2. In the mixer bowl, place the egg whites and beat on medium speed until soft peaks form, about 5 minutes. Gradually add the sugar, a spoonful at a time, continuing to beat on high speed until the meringue is glossy and stiff, about another 5 minutes. The meringue should not fall off the whisk.
Lower the bowl from the mixer and add the vinegar, cornstarch, and vanilla. Gently fold in circular motions with a spatula so as not to deflate the meringue.
3. Transfer the meringue to the baking sheet, placing it inside the circle you drew. Use a spoon to make a well in the center of the meringue.
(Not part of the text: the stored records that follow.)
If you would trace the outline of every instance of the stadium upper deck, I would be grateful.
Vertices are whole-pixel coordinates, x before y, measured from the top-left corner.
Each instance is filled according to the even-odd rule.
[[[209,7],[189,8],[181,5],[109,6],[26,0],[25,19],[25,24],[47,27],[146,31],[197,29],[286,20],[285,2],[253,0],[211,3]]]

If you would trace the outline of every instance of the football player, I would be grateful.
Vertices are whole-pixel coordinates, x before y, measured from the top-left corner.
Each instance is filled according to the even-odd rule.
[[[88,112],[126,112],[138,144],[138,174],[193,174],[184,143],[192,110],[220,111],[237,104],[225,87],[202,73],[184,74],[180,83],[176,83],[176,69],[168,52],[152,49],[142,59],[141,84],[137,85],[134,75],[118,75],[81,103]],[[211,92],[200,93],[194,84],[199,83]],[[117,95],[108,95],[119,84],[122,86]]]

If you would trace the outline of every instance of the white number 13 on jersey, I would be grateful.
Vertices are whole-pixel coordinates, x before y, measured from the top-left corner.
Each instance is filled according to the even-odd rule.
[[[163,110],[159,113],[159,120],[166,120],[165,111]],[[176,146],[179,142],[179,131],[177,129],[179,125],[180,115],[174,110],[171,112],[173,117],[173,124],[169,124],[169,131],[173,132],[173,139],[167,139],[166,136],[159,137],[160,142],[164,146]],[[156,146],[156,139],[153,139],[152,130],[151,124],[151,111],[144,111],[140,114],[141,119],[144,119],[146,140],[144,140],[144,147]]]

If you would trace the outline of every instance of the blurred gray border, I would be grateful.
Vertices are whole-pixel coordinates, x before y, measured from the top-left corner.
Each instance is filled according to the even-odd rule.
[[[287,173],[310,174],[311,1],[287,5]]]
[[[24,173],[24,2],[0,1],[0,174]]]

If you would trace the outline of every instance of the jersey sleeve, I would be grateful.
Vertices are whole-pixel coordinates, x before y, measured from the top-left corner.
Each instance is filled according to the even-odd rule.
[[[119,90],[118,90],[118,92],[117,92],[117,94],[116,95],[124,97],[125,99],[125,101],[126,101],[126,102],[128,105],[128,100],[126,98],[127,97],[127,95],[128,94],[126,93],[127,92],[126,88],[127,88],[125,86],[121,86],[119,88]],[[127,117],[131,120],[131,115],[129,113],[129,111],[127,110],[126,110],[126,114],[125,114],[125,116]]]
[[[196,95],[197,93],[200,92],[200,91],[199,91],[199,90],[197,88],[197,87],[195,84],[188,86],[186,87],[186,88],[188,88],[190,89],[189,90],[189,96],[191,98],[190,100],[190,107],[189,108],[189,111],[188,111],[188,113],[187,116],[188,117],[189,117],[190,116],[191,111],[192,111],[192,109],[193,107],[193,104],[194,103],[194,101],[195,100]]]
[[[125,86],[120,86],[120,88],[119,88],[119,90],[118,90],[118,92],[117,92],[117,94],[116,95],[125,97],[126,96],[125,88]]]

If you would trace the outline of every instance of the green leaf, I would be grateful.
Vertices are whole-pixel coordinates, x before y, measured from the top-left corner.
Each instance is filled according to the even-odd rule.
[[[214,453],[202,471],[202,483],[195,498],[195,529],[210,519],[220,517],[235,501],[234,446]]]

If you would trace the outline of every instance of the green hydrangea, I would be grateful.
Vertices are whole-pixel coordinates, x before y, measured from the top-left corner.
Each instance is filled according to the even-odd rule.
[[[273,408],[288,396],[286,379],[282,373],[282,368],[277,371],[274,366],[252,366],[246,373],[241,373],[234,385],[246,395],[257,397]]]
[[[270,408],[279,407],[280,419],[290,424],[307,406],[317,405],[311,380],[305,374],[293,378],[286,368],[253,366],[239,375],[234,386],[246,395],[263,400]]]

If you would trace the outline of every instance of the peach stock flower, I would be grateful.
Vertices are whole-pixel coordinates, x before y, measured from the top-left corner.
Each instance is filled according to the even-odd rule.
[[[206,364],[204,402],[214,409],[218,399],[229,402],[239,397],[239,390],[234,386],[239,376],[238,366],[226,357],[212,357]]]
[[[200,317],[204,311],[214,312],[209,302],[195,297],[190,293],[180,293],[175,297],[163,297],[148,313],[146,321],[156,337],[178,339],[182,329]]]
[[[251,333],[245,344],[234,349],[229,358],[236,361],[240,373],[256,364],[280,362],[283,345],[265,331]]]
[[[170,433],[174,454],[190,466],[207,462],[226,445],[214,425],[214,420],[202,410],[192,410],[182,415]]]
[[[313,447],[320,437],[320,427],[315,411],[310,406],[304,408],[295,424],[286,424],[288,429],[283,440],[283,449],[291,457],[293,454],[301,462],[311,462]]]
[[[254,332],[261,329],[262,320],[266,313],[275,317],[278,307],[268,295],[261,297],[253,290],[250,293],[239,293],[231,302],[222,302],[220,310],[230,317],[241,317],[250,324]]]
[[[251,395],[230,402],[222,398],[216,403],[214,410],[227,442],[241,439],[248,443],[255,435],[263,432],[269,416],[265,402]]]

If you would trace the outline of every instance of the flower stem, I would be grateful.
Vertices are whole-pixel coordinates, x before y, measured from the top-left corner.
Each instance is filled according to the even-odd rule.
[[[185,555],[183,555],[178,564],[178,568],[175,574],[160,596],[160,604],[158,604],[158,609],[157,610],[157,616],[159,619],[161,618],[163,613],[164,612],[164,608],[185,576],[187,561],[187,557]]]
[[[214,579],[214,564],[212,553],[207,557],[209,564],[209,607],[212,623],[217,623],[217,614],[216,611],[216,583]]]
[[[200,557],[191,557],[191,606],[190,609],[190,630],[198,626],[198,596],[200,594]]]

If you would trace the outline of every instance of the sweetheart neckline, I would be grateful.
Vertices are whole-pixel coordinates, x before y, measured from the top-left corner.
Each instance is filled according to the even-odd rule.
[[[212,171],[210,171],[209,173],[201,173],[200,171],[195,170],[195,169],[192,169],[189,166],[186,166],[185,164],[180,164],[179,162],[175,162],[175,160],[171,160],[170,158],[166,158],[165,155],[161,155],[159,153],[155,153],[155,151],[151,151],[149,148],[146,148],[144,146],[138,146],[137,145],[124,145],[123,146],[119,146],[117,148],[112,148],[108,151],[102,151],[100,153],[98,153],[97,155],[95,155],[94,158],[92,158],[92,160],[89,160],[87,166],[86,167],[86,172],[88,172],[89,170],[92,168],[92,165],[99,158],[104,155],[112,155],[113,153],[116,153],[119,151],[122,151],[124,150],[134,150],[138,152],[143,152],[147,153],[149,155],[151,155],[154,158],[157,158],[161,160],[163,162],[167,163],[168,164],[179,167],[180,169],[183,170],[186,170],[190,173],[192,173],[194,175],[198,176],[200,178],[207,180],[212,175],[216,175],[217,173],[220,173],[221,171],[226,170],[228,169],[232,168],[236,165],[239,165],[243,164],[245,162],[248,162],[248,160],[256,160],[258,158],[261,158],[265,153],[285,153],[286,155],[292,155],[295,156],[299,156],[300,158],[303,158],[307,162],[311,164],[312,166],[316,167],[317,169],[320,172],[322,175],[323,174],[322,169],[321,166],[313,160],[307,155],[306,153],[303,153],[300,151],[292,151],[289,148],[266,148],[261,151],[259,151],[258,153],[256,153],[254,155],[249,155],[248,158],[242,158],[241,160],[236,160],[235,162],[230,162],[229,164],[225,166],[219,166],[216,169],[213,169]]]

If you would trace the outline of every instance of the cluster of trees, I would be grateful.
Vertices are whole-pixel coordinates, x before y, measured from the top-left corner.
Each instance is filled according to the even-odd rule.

To create decorative swirls around the edge, use the back of the spoon to lift the meringue upwards at a slight angle to the right.
Bake in the preheated oven for 1.5 hours. Turn off the oven and leave the meringue inside the closed oven for another 2 hours or overnight. Be careful not to open the door.
For the Filling:
1. Just before serving, put the heavy cream in the mixer bowl.
2. Beat on medium speed, and when it starts to thicken, add the powdered sugar and vanilla.
Continue beating until you have stiff whipped cream.
3. Place the whipped cream on top of the meringue and garnish with the fruits, pistachios, and mint leaves.